Everting the patella is known with negative impact to clinical outcome after TKA. Bonutti et al. [4] noted the 20 % increased tension in quadriceps tendon. Walter et al. [26] described the detrimental effects of patellar eversion on the short-term outcome on the quadriceps strength in TKA. It has been assumed that traction on the extensor mechanism in combination with excessive hyperflexion of the knee can lead to micro-trauma in the extensor mechanism. These micro-traumas can cause subsequent fibrosis of the quadriceps and patellar tendon. Moreover, from this study, patella-everted group demonstrated much more gap difference from the patellar-reduced/subluxated group. It can be recommended not to evert the patella during TKA.

Proper soft tissue balance is one of the keys of long-term success in TKA [21]. For this purpose, recent commercially available tensor has been used for this study. The offset-type-force-controlled-spreader-system allows measuring the gaps in reduced patellar position with the desired amount of force. Most other tensor systems have been used only in patella subluxated or everted positions, which neglects the force through the patello-femoral joint from the extensor mechanism. Soft tissue balance in patella-reduced position is important in clinical setting, and further investigation should be done for intraoperative soft tissue balancing and clinical outcomes.

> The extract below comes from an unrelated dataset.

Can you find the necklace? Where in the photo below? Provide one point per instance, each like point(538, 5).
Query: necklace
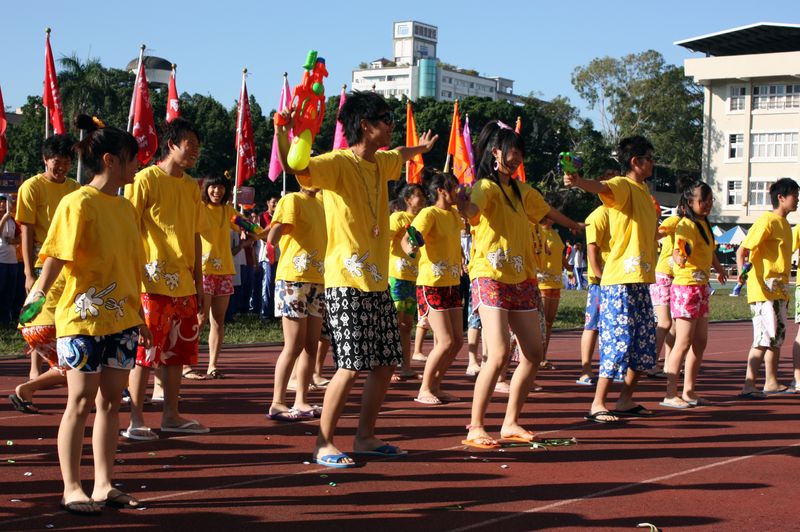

In the literature, there is a general lack of references to physiologic data on tibiofemoral gap tensions. The force that should be applied to generate the gaps is unclear. Asano et al. [1] consider 80–160 N a suitable distraction force. Luring et al. [14] used 150 N for extension as well as 90 N per side for flexion. Matsumoto et al. [17] establish that 40 lb (≒178 N) of joint distraction force correspond most closely to the insert thickness in the preliminary clinical study. Based on these studies, the distraction force to measure the gaps in this study was set to 150 N.

Limitations of the study should be noted. First, all patients were in varus alignment with majority of patients were females. This fact could have a bias in analyzing the results. Second, the tourniquet was inflated throughout surgery under anaesthesia. The application of tourniquet may have influence in quadriceps extensor mechanism affecting the tibiofemoral gaps. However, these effects were not evaluated. Third, during flexion gap measurements, the knee was flexed to 90° with gentle holding of the thigh to minimize the effect of thigh weight. This variable-holding power had not been considered. And lastly, since there is general lack of references to physiologic data on intraoperative gap tensions, the measured gaps may not represent the state of knee after TKA, thereby having limitations to apply clinically.

Conclusion

The gaps in patella eversion demonstrated smaller gaps both in knee extension and flexion position compared to the gaps of patella reduction position. The amount of decreased gaps was more definite in knee flexion position. Therefore, the intraoperative patellar positioning has influence on the measurement of the joint gap. Keeping the patella in reduced position is important during gap balancing.